Share your dilemmas and get honest opinions from other Mumsnetters.

to not see a problem with men using robots for sex

336 replies

ReallyTired · 15/09/2015 10:54

www.bbc.co.uk/news/technology-34118482

Yes, its a bit sad and perverted, but I can't see how a glorified sex doll hurts anyone. I would be horrified if a sex doll looked like a child. However if a really sad sexually frustrated man masturbates with a sex doll that looks like a grown adult, no one is getting hurt.

I don't think it that robots will be sophisicated enough to replace a real spouse in my life time.

OP posts:
QuiteIrregular · 17/09/2015 08:57

This might be a useless side-note, but is it only sex that is so separate and objective that it has no interaction with culture, and must be allowed total autonomy? If a company wanted to build a fleet of mechanised cleaning robots, and programmed them with stereotypically working class accents, names and language, programming them to cheerily address the user as "guv'nor" whilst they worked continuously all day and night, makng self-deprecatory remarks that they "knew their place", wouldn't we all find it rather distasteful and creepy?

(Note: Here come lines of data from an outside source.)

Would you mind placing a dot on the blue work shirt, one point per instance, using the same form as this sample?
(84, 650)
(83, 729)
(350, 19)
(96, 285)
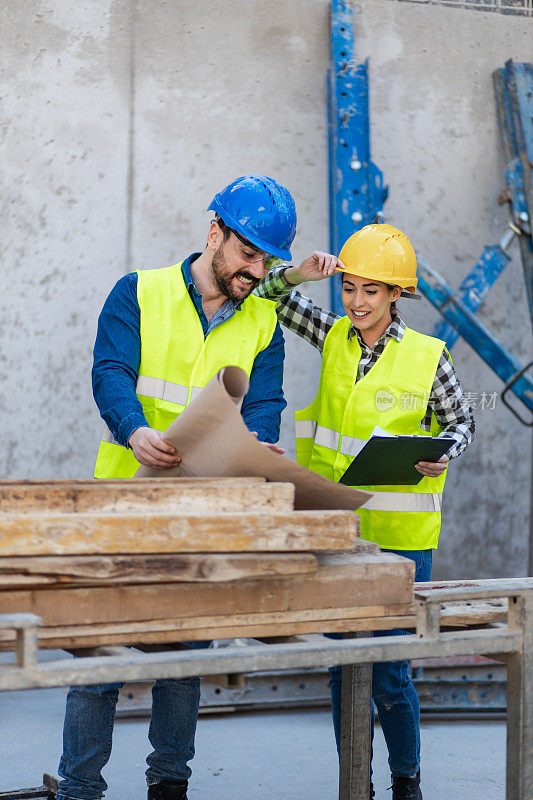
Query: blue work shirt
(117, 355)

I know this isn't an exact analogy at all (not least because of the way working class women's labour is under-recognised), and I don't mean it to be a thought experiment that proves a point - I'm trying to think about other "fuctions" which robots might carry out that are associated with real people.

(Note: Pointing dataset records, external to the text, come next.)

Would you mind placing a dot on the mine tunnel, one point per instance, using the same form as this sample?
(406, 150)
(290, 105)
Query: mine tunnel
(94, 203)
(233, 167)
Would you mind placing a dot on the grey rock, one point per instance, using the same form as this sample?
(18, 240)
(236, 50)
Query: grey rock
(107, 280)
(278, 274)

MephistophelesApprentice · 17/09/2015 08:58

Buffy

My apologies, I was unclear. I was speculating as to the mentality of people in a future where such sex robots existed rather than at present. Today, far too many people still equate women with with passive penetratable objects.

What has occurred to me is that we can already see examples where a distinction is drawn in the minds of abusive individuals between girl shaped objects and girl shaped people; and I do use girls deliberately here. There have been cases recently where a horrific amount of abuse was perpetuated against young children of one socioethnicity by men of another, justified in their own minds by the distinction between the 'real' young women of their culture and the unreal, 'unpersoned' nature of those young children of the other. I feel that if such a stark line for appropriate behavior can be drawn based on as nebulous a concept as religious difference, it will be enormously distinct when the comparison is between a living being and a genuine non-delightful.

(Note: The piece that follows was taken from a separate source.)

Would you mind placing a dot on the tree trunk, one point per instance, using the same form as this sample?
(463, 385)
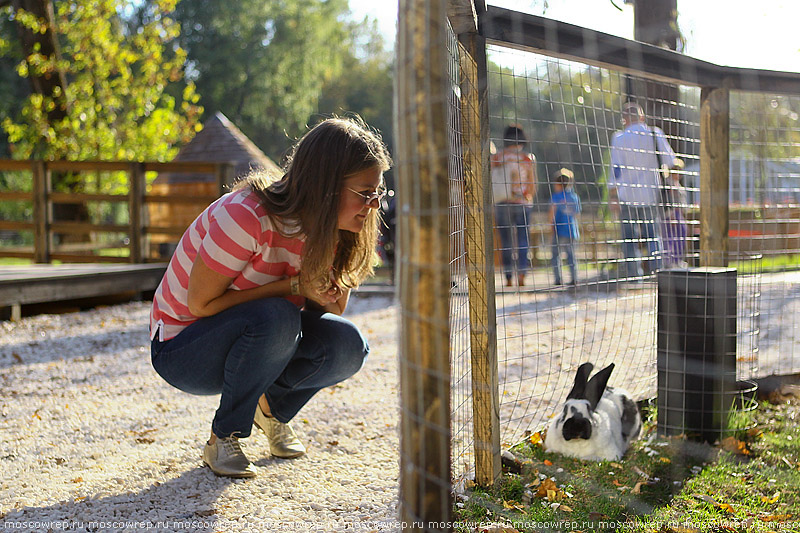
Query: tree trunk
(656, 22)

MephistophelesApprentice · 17/09/2015 08:58

Genuine non-being, wretched phone.

BetaTest · 17/09/2015 09:05

"I fundamentally believe the distinction between the two would grow, rather than shrink."

Agreed. That is where I think we need to work hard on educating young men and women. Making sure that there is a clear and distinct understanding of the difference between fantasy fuelled internet and AI device interaction and real people.

My fear is the distinction is being eroded all the time in the minds of young people who have yet to have had an experience of real positive human sexual relationships.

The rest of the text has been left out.